The television is on, it's early, nothing is really happening but yet everything is changing. My heart randomly seems to stop, tears well up at nothing in particular. The last time I watched an inauguration was Clinton's with his promises and charm; what I remember was hope and Maya Angelou. Now I am glued to the television. I am moved and fearful.
"The people we are waiting for is us". That piece of Obama's message was just stated again and it was projected that it will be a theme in his speech. That would certainly echo Kennedy's "ask not what your country can do for you but what will you do for your country" theme. It is a far cry from Bush's style of engagement with this country. We will just leave it that.

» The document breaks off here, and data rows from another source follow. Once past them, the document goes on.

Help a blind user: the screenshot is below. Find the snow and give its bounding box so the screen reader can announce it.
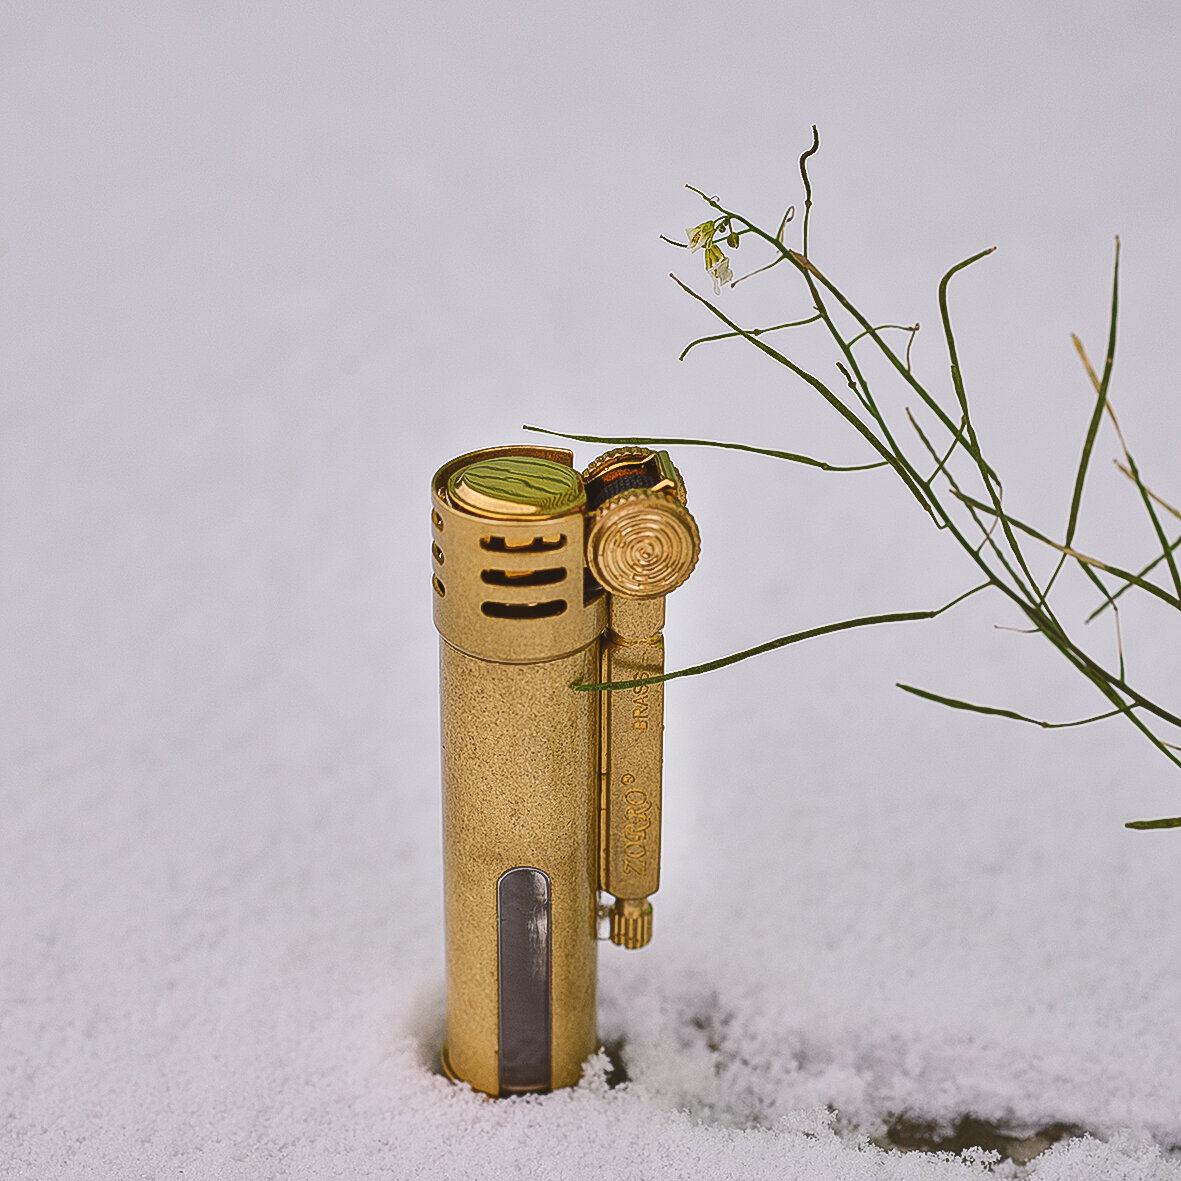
[3,4,1181,1178]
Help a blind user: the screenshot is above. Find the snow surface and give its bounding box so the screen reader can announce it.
[4,4,1181,1179]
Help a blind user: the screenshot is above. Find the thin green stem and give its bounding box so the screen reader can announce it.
[895,684,1126,730]
[1073,332,1181,599]
[521,425,888,473]
[1086,533,1181,622]
[938,248,1051,616]
[1114,460,1181,521]
[847,322,920,349]
[668,154,1181,807]
[669,274,938,517]
[907,409,1038,600]
[1126,456,1181,597]
[1064,239,1120,548]
[678,313,821,360]
[954,491,1181,612]
[1075,560,1125,680]
[799,125,819,258]
[574,584,989,692]
[907,407,968,491]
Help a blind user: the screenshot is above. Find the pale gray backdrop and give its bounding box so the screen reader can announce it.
[4,4,1180,1178]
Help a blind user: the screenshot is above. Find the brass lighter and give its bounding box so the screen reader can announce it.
[431,444,699,1096]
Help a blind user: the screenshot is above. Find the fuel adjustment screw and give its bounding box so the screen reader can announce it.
[608,897,654,949]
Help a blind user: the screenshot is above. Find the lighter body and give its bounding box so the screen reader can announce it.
[432,444,697,1095]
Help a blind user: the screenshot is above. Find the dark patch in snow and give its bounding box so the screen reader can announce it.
[602,1039,630,1089]
[877,1115,1089,1165]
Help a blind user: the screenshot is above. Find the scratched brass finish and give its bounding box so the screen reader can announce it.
[587,488,699,600]
[440,642,599,1095]
[585,449,697,952]
[435,445,602,1097]
[433,443,698,1095]
[432,446,606,665]
[599,597,665,949]
[608,898,653,950]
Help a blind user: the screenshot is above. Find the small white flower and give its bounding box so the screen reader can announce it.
[709,253,733,294]
[686,221,715,252]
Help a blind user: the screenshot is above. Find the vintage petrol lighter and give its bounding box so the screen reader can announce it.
[431,444,699,1096]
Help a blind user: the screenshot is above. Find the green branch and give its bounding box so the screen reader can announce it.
[574,585,988,692]
[647,129,1181,825]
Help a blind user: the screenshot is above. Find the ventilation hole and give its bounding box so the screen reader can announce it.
[432,509,444,530]
[481,534,566,554]
[432,542,445,565]
[481,600,567,620]
[432,575,446,597]
[480,567,566,588]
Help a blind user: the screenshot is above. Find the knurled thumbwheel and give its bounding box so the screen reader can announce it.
[609,898,653,949]
[586,488,700,600]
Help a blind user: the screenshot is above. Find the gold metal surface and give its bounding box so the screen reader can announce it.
[440,641,599,1094]
[433,443,698,1095]
[581,446,687,505]
[586,488,700,599]
[432,447,606,665]
[608,898,653,950]
[599,597,665,914]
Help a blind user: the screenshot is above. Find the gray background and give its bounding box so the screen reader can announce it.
[4,4,1180,1178]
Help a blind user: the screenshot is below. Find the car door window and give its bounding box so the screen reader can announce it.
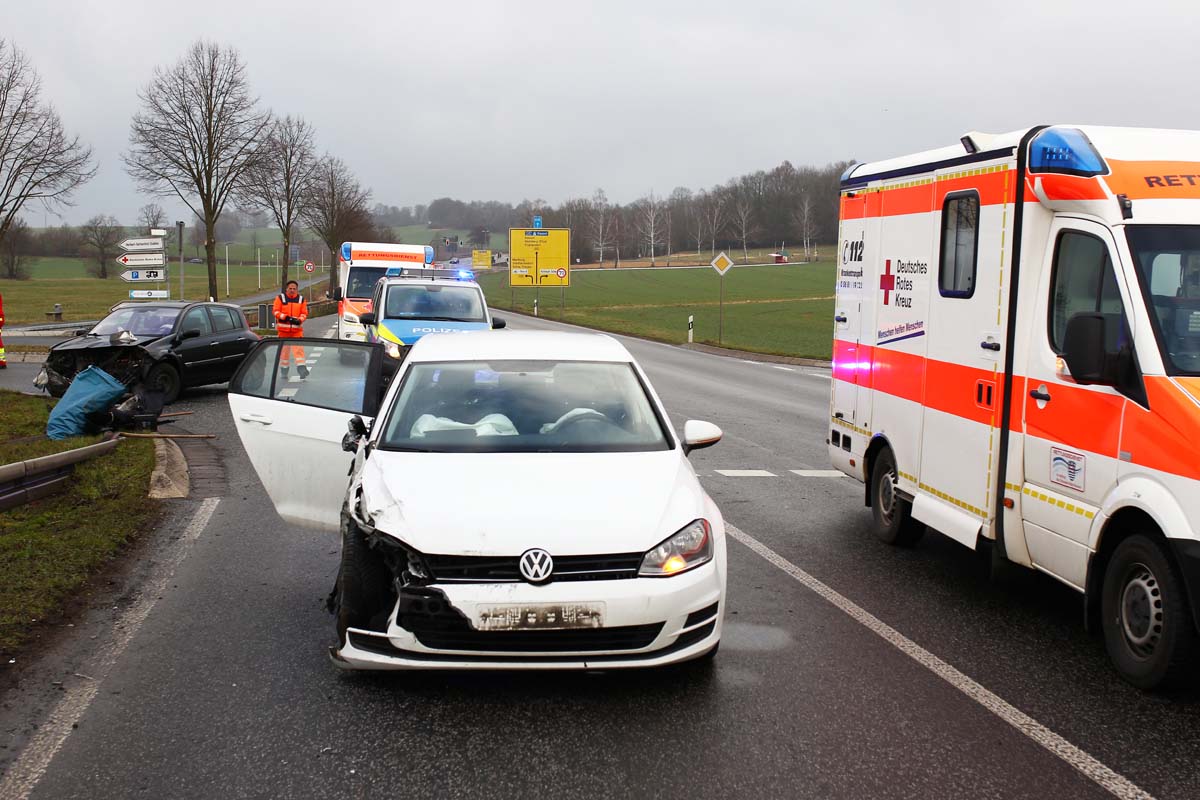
[1049,231,1128,353]
[231,340,382,415]
[182,307,213,336]
[210,306,238,332]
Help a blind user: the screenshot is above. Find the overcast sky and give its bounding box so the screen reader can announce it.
[8,0,1200,226]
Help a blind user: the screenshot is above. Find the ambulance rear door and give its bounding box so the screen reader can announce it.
[831,190,874,437]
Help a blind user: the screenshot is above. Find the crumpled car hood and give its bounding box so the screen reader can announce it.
[358,448,707,556]
[50,333,165,353]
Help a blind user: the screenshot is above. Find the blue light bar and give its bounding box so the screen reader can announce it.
[1028,127,1107,177]
[457,269,474,280]
[340,242,352,262]
[386,266,403,277]
[424,245,436,264]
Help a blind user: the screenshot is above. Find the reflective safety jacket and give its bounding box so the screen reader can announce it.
[273,292,307,336]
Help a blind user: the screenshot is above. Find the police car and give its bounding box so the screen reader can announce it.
[359,267,504,361]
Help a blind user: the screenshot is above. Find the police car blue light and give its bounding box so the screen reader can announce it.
[457,269,474,280]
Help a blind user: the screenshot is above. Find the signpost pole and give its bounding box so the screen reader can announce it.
[719,273,725,345]
[561,285,565,319]
[257,248,261,290]
[177,221,185,300]
[225,244,230,298]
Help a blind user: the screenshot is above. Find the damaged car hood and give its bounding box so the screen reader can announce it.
[359,449,706,556]
[50,333,166,353]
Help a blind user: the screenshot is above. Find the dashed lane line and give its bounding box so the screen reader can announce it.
[725,523,1154,800]
[0,497,222,800]
[790,469,845,478]
[713,469,777,477]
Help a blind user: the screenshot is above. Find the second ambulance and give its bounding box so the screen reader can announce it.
[831,124,1200,689]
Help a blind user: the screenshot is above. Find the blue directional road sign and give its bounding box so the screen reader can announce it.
[533,216,542,229]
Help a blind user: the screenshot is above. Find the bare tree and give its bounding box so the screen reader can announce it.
[635,191,667,266]
[731,191,756,263]
[0,216,30,279]
[589,188,613,265]
[688,192,706,254]
[793,192,815,261]
[302,156,373,270]
[123,40,271,302]
[136,201,176,253]
[701,191,727,255]
[79,214,123,279]
[0,40,95,251]
[237,114,318,290]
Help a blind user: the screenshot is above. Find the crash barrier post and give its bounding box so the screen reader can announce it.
[0,435,121,511]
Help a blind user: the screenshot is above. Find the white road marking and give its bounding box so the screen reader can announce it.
[725,523,1154,800]
[804,373,833,380]
[772,365,795,372]
[790,469,846,478]
[738,359,762,365]
[0,497,222,800]
[714,469,777,477]
[277,388,298,398]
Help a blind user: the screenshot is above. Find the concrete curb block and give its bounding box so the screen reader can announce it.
[148,438,189,499]
[5,353,48,363]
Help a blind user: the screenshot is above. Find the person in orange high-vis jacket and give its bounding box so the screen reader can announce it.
[0,291,6,368]
[273,280,308,379]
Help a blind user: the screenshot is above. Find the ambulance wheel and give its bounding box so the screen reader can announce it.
[1101,534,1198,690]
[146,363,181,404]
[870,449,924,546]
[335,523,393,646]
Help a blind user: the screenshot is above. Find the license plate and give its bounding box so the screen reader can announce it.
[476,603,605,631]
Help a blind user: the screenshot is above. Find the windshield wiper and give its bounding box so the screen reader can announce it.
[416,316,476,322]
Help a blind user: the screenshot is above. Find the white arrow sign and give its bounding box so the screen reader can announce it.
[120,268,167,283]
[119,237,164,252]
[116,252,166,267]
[129,290,169,299]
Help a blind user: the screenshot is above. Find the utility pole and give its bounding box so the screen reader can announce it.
[257,247,261,289]
[225,243,230,298]
[177,220,184,299]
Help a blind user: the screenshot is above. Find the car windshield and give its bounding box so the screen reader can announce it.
[1126,225,1200,375]
[384,284,485,322]
[379,360,672,453]
[346,267,388,299]
[91,306,181,337]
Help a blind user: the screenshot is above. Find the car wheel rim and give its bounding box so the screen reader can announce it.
[878,465,897,525]
[1119,562,1162,658]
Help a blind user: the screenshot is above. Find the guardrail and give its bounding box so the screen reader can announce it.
[242,299,336,329]
[0,436,121,512]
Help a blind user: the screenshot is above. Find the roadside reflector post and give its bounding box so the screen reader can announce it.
[534,296,539,318]
[688,315,694,343]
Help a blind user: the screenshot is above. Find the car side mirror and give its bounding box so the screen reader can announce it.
[73,328,89,336]
[342,415,369,453]
[359,312,376,326]
[491,317,507,329]
[1061,313,1109,385]
[178,328,202,342]
[682,420,722,455]
[332,287,343,301]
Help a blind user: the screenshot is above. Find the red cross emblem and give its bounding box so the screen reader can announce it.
[879,259,895,305]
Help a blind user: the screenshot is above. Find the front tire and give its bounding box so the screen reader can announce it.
[335,522,394,646]
[146,362,181,404]
[1101,534,1198,690]
[870,449,924,546]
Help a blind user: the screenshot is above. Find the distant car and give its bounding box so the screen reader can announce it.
[187,257,204,263]
[227,330,727,671]
[38,301,260,403]
[448,257,460,264]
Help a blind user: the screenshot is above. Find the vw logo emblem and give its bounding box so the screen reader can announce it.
[519,549,554,583]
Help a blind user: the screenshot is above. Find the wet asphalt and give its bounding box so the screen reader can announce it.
[2,314,1199,799]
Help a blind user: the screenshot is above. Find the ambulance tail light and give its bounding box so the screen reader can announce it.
[1028,127,1107,177]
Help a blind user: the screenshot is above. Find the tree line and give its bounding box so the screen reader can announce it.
[0,35,851,297]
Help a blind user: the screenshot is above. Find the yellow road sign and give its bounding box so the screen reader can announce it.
[509,228,570,287]
[472,249,492,269]
[711,251,734,275]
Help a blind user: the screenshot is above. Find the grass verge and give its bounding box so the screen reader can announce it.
[0,390,159,654]
[479,260,838,359]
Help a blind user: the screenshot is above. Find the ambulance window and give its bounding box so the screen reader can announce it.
[938,192,979,298]
[1049,231,1124,353]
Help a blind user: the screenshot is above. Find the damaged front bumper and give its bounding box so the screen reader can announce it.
[332,563,724,671]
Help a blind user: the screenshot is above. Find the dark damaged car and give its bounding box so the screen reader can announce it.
[37,301,259,403]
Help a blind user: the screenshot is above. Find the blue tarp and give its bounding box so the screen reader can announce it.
[46,366,126,440]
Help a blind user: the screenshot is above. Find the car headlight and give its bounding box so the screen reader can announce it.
[639,519,712,577]
[343,312,360,324]
[384,341,403,359]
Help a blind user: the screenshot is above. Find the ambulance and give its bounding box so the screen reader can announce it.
[830,125,1200,689]
[333,242,436,342]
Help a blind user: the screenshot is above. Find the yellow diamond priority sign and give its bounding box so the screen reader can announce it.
[711,251,734,275]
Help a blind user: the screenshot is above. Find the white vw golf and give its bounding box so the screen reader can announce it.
[228,330,727,670]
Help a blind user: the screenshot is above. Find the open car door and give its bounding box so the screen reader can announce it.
[228,338,383,531]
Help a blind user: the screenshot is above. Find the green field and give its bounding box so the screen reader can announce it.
[215,225,505,262]
[0,257,334,324]
[477,259,837,359]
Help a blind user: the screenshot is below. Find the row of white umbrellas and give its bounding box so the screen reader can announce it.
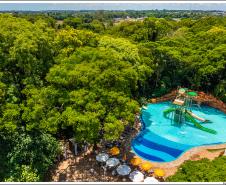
[96,153,131,175]
[96,153,159,182]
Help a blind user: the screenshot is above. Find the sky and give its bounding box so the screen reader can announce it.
[0,3,226,11]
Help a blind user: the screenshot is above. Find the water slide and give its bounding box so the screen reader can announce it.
[186,110,206,122]
[163,108,176,118]
[184,111,217,134]
[163,108,217,134]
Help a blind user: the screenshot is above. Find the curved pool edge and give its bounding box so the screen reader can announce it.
[132,139,226,167]
[131,106,226,167]
[149,142,226,168]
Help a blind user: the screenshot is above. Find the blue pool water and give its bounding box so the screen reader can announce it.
[132,102,226,162]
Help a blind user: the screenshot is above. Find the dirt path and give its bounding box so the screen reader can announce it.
[49,148,125,182]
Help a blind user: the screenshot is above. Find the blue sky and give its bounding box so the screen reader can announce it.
[0,3,226,11]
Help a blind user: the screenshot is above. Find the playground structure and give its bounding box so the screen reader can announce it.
[163,88,217,134]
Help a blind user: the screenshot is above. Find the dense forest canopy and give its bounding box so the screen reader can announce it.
[6,9,225,20]
[0,10,225,181]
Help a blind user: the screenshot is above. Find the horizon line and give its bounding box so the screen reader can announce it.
[0,9,225,12]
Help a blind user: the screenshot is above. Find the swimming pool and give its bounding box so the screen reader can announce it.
[131,101,226,162]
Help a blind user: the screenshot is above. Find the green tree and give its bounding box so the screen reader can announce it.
[5,165,40,182]
[167,157,226,182]
[6,132,61,180]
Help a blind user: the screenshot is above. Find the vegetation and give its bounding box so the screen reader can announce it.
[0,131,60,181]
[0,10,225,181]
[167,157,226,182]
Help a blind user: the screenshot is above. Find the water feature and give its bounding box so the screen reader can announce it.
[132,101,226,162]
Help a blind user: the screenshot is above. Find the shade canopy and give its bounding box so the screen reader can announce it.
[187,91,197,97]
[178,88,186,94]
[144,177,159,183]
[109,146,120,156]
[96,153,109,162]
[116,164,131,176]
[154,169,165,177]
[140,161,153,171]
[129,170,144,182]
[130,156,142,166]
[106,158,120,168]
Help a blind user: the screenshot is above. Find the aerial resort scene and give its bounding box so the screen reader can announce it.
[0,2,226,183]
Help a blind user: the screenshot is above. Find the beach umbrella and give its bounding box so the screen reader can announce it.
[130,156,142,166]
[140,161,153,171]
[96,153,109,162]
[144,177,159,183]
[154,169,165,177]
[109,146,120,156]
[129,170,144,182]
[106,158,120,168]
[116,164,131,176]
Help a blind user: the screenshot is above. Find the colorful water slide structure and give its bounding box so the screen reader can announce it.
[163,88,217,134]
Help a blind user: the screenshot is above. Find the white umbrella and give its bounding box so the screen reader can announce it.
[144,177,159,183]
[96,153,109,162]
[106,158,120,168]
[129,170,144,182]
[116,164,131,176]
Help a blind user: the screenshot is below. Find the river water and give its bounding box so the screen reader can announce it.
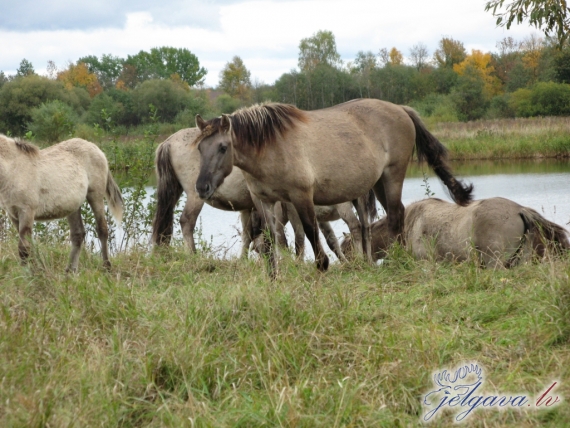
[162,159,570,260]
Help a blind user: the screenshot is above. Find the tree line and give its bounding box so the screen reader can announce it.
[3,28,570,140]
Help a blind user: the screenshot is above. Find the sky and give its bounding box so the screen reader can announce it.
[0,0,537,87]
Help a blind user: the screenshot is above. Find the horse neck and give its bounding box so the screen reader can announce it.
[231,144,261,177]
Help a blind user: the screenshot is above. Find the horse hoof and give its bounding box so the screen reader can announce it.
[316,256,329,272]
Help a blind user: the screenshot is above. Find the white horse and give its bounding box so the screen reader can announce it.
[0,135,123,271]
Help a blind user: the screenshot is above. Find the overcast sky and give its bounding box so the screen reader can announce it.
[0,0,536,87]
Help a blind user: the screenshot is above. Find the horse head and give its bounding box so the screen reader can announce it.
[194,114,234,200]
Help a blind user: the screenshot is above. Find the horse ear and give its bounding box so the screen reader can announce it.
[195,114,206,131]
[221,114,232,133]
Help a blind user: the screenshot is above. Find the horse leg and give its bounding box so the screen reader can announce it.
[239,209,254,258]
[375,165,406,244]
[252,197,280,279]
[273,202,291,250]
[291,198,329,271]
[180,195,203,253]
[319,221,347,262]
[17,210,34,263]
[66,208,86,272]
[87,194,111,270]
[284,202,306,258]
[353,196,372,263]
[336,203,364,258]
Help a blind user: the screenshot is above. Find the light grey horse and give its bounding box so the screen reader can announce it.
[0,135,123,271]
[342,197,570,268]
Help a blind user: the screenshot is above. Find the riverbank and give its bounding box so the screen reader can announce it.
[1,241,568,426]
[432,116,570,160]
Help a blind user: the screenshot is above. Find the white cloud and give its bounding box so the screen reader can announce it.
[0,0,537,87]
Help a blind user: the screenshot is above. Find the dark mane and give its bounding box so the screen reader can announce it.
[15,139,40,156]
[195,103,308,151]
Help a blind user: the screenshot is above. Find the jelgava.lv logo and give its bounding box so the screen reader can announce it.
[422,363,561,423]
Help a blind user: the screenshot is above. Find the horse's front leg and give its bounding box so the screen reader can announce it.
[180,195,203,253]
[17,209,35,263]
[251,196,279,279]
[66,208,86,272]
[291,198,329,272]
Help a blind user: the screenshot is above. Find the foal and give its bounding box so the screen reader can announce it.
[0,135,124,271]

This is a day I always hoped for, very much tied in my mind with the hope of a woman president for this country, since I was a child. Raised in a democratic household, an academic household, and a feminist household gave me a sense of the injustice in the world but also they somehow managed to cultivate my innate hopefulness in humanity. That hopefulness, my optimistic nature has been scoffed even by my father who said a number of times that I would outgrow what he called my naivete. I would like to think that I have not.
My mother's first political activism was campaigning for Kennedy even though she was not old enough to vote (one had to be 21 years old at that time). She felt so connected to him that she sent him a birth announcement when I was born. it is had for me to imagine, even today doing the same with any president. I suppose it was a different time, or perhaps it was more about how connected one can feel to a public figure. It is true that I feel like I could actually have a conversation with Obama, but my mother's act feels like a stretch and yet I can imagine people sending birth announcement to him as she did all those years ago. She also received a formal acknowledgement from the White House. It is postmarked 11 days before he was assassinated.
Growing up my parents marched for civil rights, the women's movement, and against the Vietnam War. I went to a number of these events, though I remember little of them I am certain that they contributed to who I am today. I have no conscious memory of King's or RKF's assisnations but they too shaped me as they were topics that ran our kitchen table. Vocal condemnations rang out again Nixon and his politics. When Shirley Chisholm was campaigning her image littered our home, buttons on labels, and words of hope whispered, shouted. Stories that though my grandfather was a white European, an escapee from Dachau, he was so dark (helped by lying in the sun at every opportunity) that he and my grandmother were refused service. Even looking not white enough left one vulnerable to prejudice.
Today we have an African-American president. How did we get here? I don't actually know the answer, on a really deep profound level. I really don't. I am awed that we are but I also do not think this changes everything. Not even close but what a start to the potential new world. Now my heart has regulated, the tears have stopped (mostly), and my breathing is easier (again, mostly) because he is now officially our president and it does change everything regardless what happens next.